Therefore, it seems to be useful to use Case-based Reasoning (CBR) for a flexible image segmentation system, since CBR can be used as a reasoning approach as well as an incremental knowledge-acquisition approach. We propose a novel image-segmentation scheme based on case-based reasoning. We use CBR for meta-learning of the segmentation parameters (see Section 4.1) and for case-based object recognition (see Section 4.2).

CBR Meta Learning for Image Segmentation

The case-based reasoning unit for meta learning of image segmentation parameters [13] consists of a case base in which formerly processed cases are stored. A case is comprised of image information, non-image information (e.g. image-acquisition parameters, object characteristics and so on), and image-segmentation parameters. The task is now to find the best segmentation for the current image by looking up the case base for similar cases. Similarity determination is done based on non-image information and image information.

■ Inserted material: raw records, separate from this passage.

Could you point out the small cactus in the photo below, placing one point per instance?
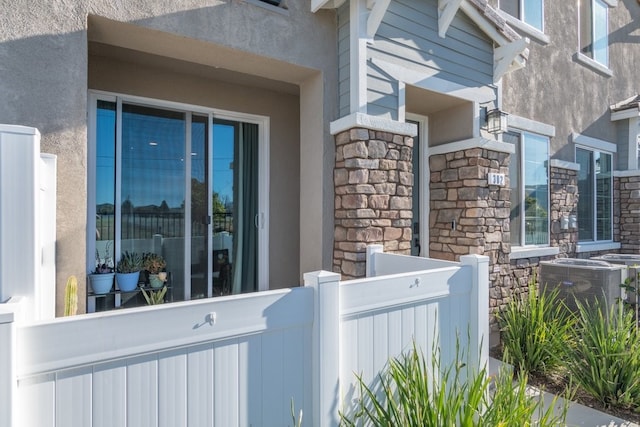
(71, 297)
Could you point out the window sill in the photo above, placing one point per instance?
(526, 29)
(596, 246)
(533, 252)
(594, 65)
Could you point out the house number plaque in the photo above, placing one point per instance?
(496, 179)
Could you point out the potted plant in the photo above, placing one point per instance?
(102, 277)
(155, 264)
(128, 271)
(154, 297)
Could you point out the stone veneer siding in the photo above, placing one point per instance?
(564, 202)
(627, 213)
(470, 217)
(373, 181)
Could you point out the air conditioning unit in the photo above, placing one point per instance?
(583, 280)
(632, 261)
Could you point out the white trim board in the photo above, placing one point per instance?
(594, 143)
(430, 82)
(360, 120)
(626, 174)
(533, 252)
(563, 164)
(597, 246)
(468, 144)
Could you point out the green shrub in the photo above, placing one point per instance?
(536, 329)
(409, 395)
(605, 361)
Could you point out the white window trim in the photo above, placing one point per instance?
(526, 29)
(593, 144)
(519, 252)
(591, 63)
(263, 123)
(521, 131)
(424, 177)
(519, 124)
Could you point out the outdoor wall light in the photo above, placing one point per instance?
(495, 121)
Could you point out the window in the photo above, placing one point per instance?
(595, 190)
(182, 184)
(529, 178)
(594, 30)
(528, 11)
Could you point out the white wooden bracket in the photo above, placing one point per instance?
(446, 12)
(378, 9)
(316, 5)
(509, 57)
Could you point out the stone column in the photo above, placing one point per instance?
(468, 216)
(564, 203)
(373, 181)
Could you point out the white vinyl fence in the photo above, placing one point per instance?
(239, 360)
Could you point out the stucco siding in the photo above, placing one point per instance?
(623, 145)
(44, 82)
(556, 89)
(408, 37)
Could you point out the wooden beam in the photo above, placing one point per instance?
(375, 16)
(508, 57)
(447, 10)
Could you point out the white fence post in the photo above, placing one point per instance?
(7, 369)
(479, 316)
(325, 348)
(372, 250)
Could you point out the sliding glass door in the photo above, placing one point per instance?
(152, 168)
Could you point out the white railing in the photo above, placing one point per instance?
(238, 360)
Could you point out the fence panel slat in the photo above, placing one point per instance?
(272, 379)
(250, 380)
(109, 395)
(225, 377)
(142, 386)
(73, 398)
(172, 387)
(37, 392)
(200, 386)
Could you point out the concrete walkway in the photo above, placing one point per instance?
(578, 415)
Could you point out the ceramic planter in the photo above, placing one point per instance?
(101, 283)
(127, 282)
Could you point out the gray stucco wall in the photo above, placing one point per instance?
(44, 80)
(555, 89)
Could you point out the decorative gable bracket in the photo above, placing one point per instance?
(509, 57)
(447, 10)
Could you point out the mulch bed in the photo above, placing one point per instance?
(556, 384)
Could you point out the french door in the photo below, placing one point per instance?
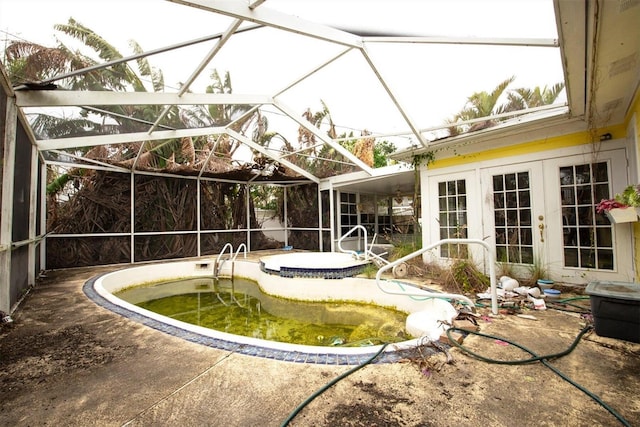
(542, 214)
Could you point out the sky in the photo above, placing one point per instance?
(431, 82)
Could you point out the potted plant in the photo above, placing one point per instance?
(623, 207)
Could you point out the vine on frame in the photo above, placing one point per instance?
(425, 158)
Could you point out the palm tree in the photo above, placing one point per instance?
(104, 198)
(484, 104)
(522, 98)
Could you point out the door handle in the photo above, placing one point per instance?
(541, 227)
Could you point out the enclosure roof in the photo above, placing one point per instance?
(377, 68)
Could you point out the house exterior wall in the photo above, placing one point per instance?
(543, 157)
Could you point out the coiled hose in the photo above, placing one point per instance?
(329, 384)
(536, 358)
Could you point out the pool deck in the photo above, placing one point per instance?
(66, 361)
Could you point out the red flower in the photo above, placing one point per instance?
(608, 204)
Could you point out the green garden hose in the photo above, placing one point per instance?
(536, 358)
(329, 384)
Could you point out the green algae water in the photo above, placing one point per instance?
(239, 307)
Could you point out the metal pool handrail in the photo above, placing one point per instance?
(492, 272)
(217, 265)
(242, 246)
(348, 233)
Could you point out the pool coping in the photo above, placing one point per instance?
(297, 354)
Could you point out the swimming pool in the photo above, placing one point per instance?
(101, 289)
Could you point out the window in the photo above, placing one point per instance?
(587, 235)
(512, 218)
(348, 212)
(452, 207)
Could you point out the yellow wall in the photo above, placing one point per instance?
(570, 140)
(635, 114)
(536, 146)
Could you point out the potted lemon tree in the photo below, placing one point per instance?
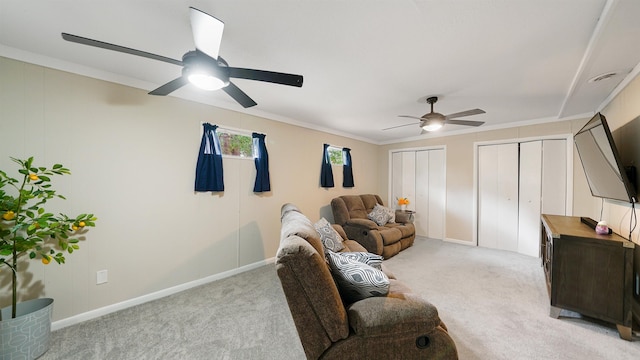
(29, 232)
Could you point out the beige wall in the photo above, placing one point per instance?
(132, 158)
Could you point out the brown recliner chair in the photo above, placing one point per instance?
(400, 325)
(351, 211)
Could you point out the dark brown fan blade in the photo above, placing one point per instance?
(412, 117)
(267, 76)
(170, 87)
(126, 50)
(465, 113)
(464, 122)
(395, 127)
(239, 95)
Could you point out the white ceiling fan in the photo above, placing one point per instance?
(433, 121)
(202, 67)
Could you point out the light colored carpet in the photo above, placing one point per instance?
(494, 302)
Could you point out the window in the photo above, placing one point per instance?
(335, 155)
(235, 143)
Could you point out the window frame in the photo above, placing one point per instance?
(333, 148)
(236, 132)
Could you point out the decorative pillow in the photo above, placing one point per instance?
(328, 235)
(356, 280)
(373, 260)
(379, 215)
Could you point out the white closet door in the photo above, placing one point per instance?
(437, 194)
(396, 178)
(498, 196)
(421, 219)
(420, 176)
(409, 178)
(554, 177)
(529, 199)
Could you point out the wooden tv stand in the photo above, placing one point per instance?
(588, 273)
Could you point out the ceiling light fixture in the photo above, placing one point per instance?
(207, 82)
(203, 73)
(431, 125)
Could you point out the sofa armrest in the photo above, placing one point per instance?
(390, 315)
(364, 224)
(366, 233)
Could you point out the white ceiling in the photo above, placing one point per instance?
(364, 62)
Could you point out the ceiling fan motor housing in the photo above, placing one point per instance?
(196, 62)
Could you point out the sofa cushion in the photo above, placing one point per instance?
(296, 223)
(356, 280)
(379, 215)
(328, 235)
(364, 257)
(390, 235)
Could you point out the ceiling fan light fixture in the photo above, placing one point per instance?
(206, 81)
(431, 125)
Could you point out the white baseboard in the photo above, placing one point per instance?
(76, 319)
(458, 241)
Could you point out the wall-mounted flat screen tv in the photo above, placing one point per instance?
(601, 162)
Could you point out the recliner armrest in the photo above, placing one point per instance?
(365, 224)
(392, 315)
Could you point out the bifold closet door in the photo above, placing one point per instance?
(554, 177)
(430, 193)
(403, 178)
(498, 196)
(529, 198)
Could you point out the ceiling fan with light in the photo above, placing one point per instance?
(202, 67)
(433, 121)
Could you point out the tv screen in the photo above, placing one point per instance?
(601, 162)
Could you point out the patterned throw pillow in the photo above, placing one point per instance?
(373, 260)
(357, 281)
(379, 215)
(328, 235)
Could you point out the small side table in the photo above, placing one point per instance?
(405, 216)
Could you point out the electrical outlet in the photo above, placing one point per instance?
(101, 277)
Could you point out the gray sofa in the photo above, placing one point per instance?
(350, 212)
(400, 325)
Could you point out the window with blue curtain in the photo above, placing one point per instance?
(261, 159)
(209, 175)
(347, 169)
(326, 173)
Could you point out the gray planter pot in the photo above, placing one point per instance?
(26, 336)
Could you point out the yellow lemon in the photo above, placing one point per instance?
(9, 215)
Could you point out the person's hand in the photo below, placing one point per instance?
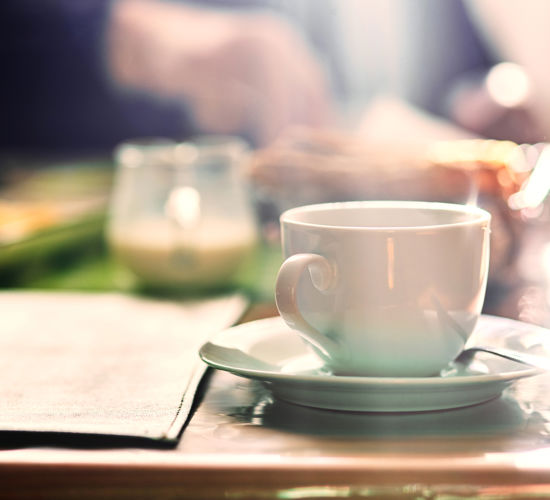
(238, 73)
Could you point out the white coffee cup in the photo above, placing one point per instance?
(384, 288)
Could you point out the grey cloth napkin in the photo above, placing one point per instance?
(103, 364)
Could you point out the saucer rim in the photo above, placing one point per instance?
(355, 380)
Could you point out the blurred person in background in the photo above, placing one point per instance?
(84, 75)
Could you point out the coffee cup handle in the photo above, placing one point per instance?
(322, 276)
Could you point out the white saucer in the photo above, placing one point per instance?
(269, 351)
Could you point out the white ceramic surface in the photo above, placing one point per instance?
(293, 373)
(384, 288)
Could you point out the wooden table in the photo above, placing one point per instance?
(242, 443)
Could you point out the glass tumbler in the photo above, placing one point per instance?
(180, 215)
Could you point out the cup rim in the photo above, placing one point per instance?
(479, 215)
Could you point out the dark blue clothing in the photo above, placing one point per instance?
(55, 94)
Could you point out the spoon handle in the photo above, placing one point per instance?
(536, 361)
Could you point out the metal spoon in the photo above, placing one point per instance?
(536, 361)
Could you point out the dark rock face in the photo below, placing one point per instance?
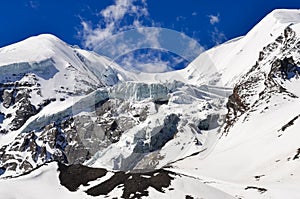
(24, 112)
(75, 175)
(209, 123)
(7, 98)
(135, 185)
(246, 94)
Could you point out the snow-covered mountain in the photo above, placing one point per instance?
(76, 125)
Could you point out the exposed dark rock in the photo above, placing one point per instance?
(135, 185)
(7, 98)
(260, 190)
(209, 123)
(24, 112)
(297, 156)
(75, 175)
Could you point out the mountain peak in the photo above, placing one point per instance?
(286, 15)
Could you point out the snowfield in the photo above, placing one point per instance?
(227, 126)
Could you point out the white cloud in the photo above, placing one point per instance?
(218, 36)
(213, 19)
(180, 18)
(115, 36)
(33, 4)
(111, 19)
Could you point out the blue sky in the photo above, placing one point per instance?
(210, 22)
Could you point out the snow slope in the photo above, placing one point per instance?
(156, 124)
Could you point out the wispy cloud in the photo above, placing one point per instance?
(112, 21)
(33, 4)
(218, 36)
(213, 19)
(125, 27)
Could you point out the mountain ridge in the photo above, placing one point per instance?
(178, 134)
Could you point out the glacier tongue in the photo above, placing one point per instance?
(183, 129)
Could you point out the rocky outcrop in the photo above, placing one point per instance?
(264, 78)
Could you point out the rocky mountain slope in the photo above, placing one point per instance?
(76, 125)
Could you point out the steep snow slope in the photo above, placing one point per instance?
(166, 132)
(259, 147)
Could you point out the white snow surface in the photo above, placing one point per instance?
(255, 146)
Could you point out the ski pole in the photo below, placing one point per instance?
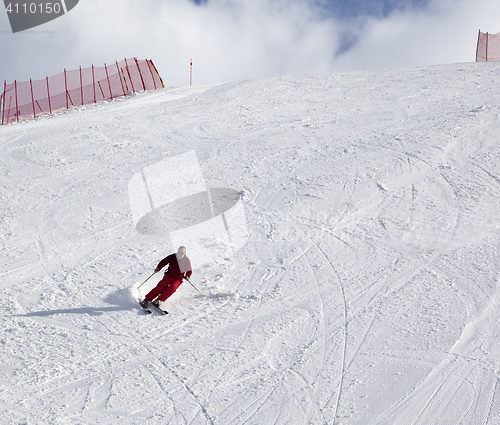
(146, 280)
(194, 286)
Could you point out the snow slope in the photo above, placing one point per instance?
(367, 291)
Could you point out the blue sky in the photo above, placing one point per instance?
(240, 39)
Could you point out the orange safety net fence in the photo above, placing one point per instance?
(488, 47)
(20, 101)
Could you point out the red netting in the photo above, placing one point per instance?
(68, 89)
(488, 47)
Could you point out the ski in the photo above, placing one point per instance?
(159, 309)
(146, 309)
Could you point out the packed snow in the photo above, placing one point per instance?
(366, 289)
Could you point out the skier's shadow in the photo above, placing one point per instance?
(119, 300)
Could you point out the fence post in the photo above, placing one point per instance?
(109, 84)
(81, 83)
(32, 98)
(129, 76)
(121, 81)
(140, 73)
(48, 94)
(66, 88)
(8, 112)
(4, 90)
(487, 37)
(157, 73)
(93, 80)
(17, 105)
(151, 71)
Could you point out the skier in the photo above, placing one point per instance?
(179, 268)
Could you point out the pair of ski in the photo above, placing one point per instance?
(148, 309)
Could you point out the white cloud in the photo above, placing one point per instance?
(445, 32)
(238, 39)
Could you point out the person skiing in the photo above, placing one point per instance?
(179, 268)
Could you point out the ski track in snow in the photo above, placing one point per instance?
(368, 291)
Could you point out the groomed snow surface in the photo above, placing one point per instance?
(367, 292)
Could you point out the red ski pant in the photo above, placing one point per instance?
(166, 287)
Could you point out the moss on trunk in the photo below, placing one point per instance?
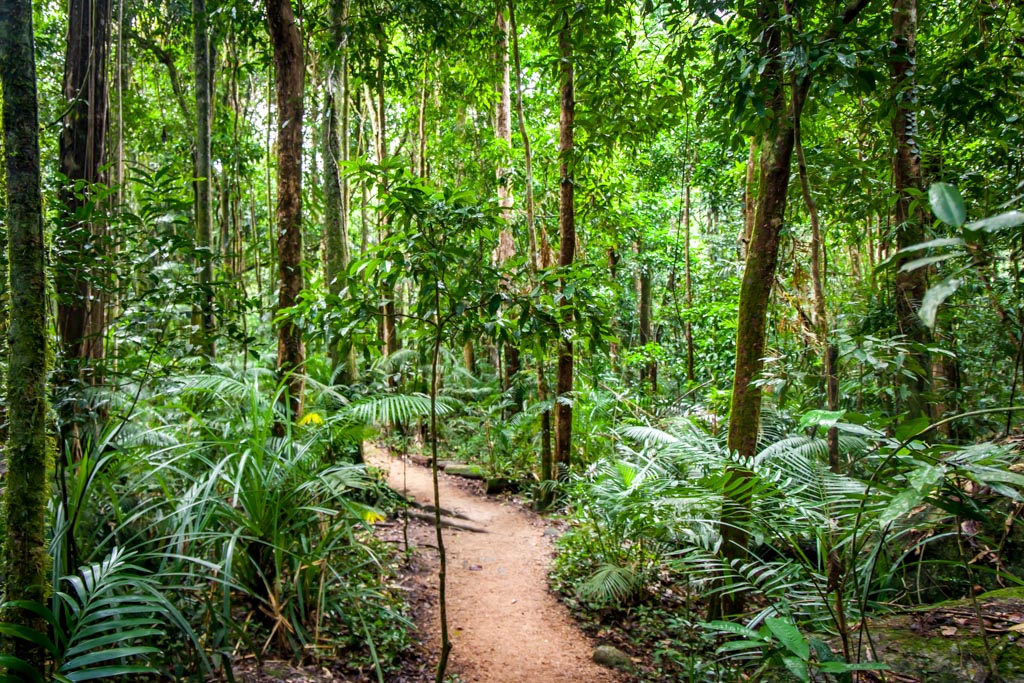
(25, 509)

The evaluation unit will take the case with the highest similarity score for further processing. In case there are two or more cases with the same similarity score, the case appearing first will be taken. After the closest case has been chosen, the image-segmentation parameters associated with the selected case will be given to the image-segmentation unit and the current image will be segmented (Figure 2). It is assumed that images having similar image characteristics will show similar good segmentation results when the same segmentation parameters are applied to these images. The image segmentation algorithm is in our case a histogram-based image-segmentation algorithm [13] and a watershed-based image-segmentation algorithm [14].

The result of the segmentation process can be observed by the user or an automatic evaluation procedure. When the evaluation is done by the user, he compares the original image with the labeled image on display. If he detects deviations of the marked areas in the segmented image from the object area in the original image, which should be labeled, then he will evaluate the result as incorrect and case-base management will start. This will also be done if no similar case is available in the case-base. The proposed method is close to the critique-modify framework described by Grimnes, et al. [15]. The evaluation procedure can also be done automatically. However, the drawback is that there is no general procedure available. It can only be done in a domain-dependent fashion. Once the chosen evaluation procedure observes a bad result, the respective case is tagged as bad case. The tag describes the critique in more detail.

In an off-line phase, the best segmentation parameters for the image are determined by an optimization procedure and the attributes, which are necessary for similarity determination, are calculated from the image. Both, the segmentation parameters and the attributes calculated from the image, are stored into the case-base as a new case. In addition to that the non-image information is extracted from the file header and stored together with the other information in the case-base. During storage, case generalization will be done to ensure that the case base will not become too large.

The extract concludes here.